Harnisha Dalwadi^2,*, Bo Wei^2,*, Matthew Schrage^*, Tom T. Su, David J. Rawlings and Jonathan Braun^3,*,

^* Department of Pathology and Laboratory Medicine and Molecular Biology Institute, University of California, Los Angeles, CA 90095; and Departments of Pediatrics and Immunology, University of Washington, Seattle, WA 98195

Null mutation of the Gi2 trimeric G protein results in a discrete and profound mucosal disorder, including inflammatory bowel disease (IBD), attenuation of IL-10 expression, and immune function polarized to Th1 activity. Genetic and adoptive transfer experiments have established a role for B cells and IL-10 in mucosal immunologic homeostasis and IBD resistance. In this study, we addressed the hypothesis that Gi2 is required for the development of IL-10-producing B cells. Gi2^-/- mice were reduced in the relative abundance of marginal zone (MZ), transitional type 2 (T2), and B-1a B cells and significantly increased in follicular mature and B-1b B cells. Reconstitution of RAG2^-/- mice with Gi2^-/- bone marrow induced an IBD-like colitis and a deficiency in absolute numbers of MZ, T2, and B-1 B cells. Thus, the Gi2^-/- genotype in colitis susceptibility and B cell development involved a cis effect within the hemopoietic compartment.
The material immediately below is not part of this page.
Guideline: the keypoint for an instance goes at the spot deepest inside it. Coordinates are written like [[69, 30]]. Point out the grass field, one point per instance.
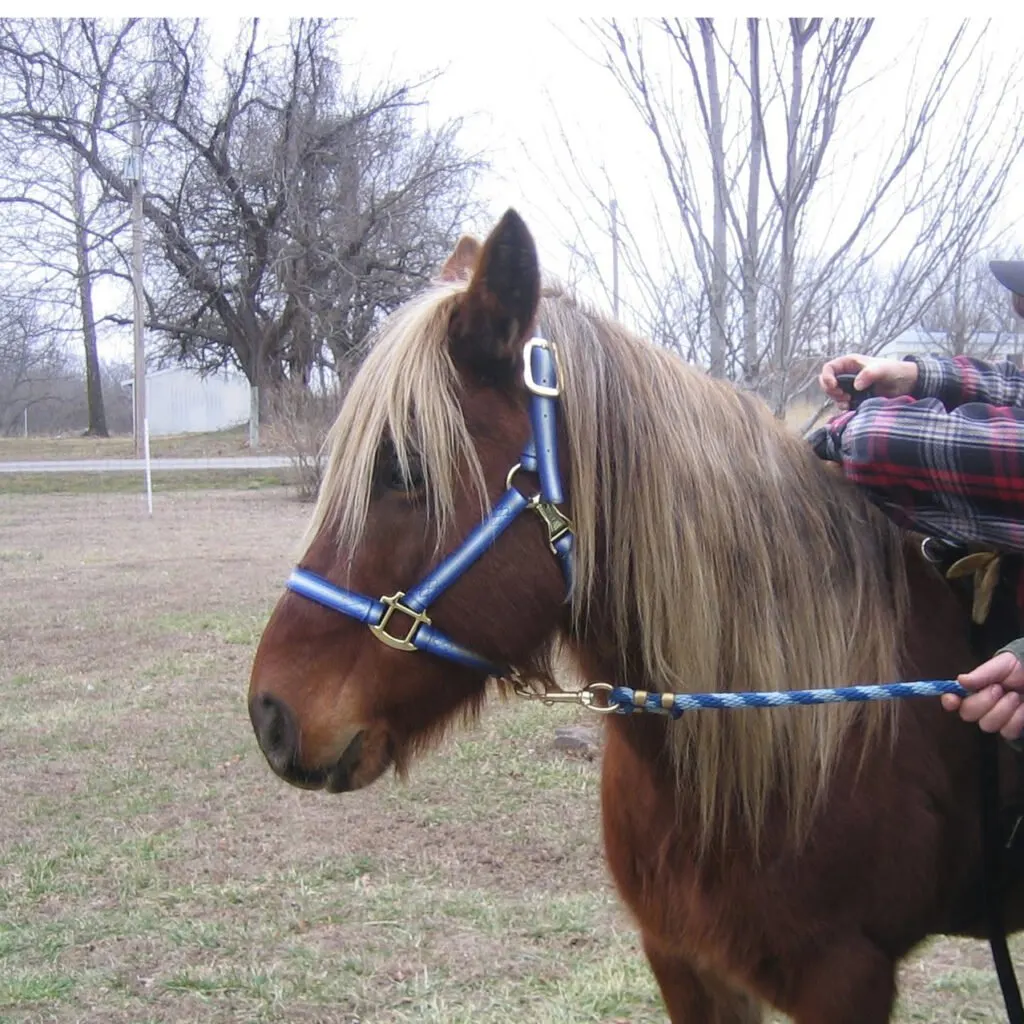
[[152, 868], [220, 442]]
In vitro, the B cell population of Gi2^-/- mice was functionally deficient in LPS-induced proliferation and IL-10 production, consistent with the exclusive capacity of T2 and MZ cell subpopulations for LPS responsiveness. In vivo, Gi2^-/- mice were selectively impaired for the IgM response to T-independent type II, consistent with the relative depletion of MZ and peritoneal B-1 subpopulations. Collectively, these results reveal a selective role for Gi2 in MZ and B-1 B cell development. Disorders of this Gi2-dependent process in B cell development may represent a mechanism for IBD susceptibility.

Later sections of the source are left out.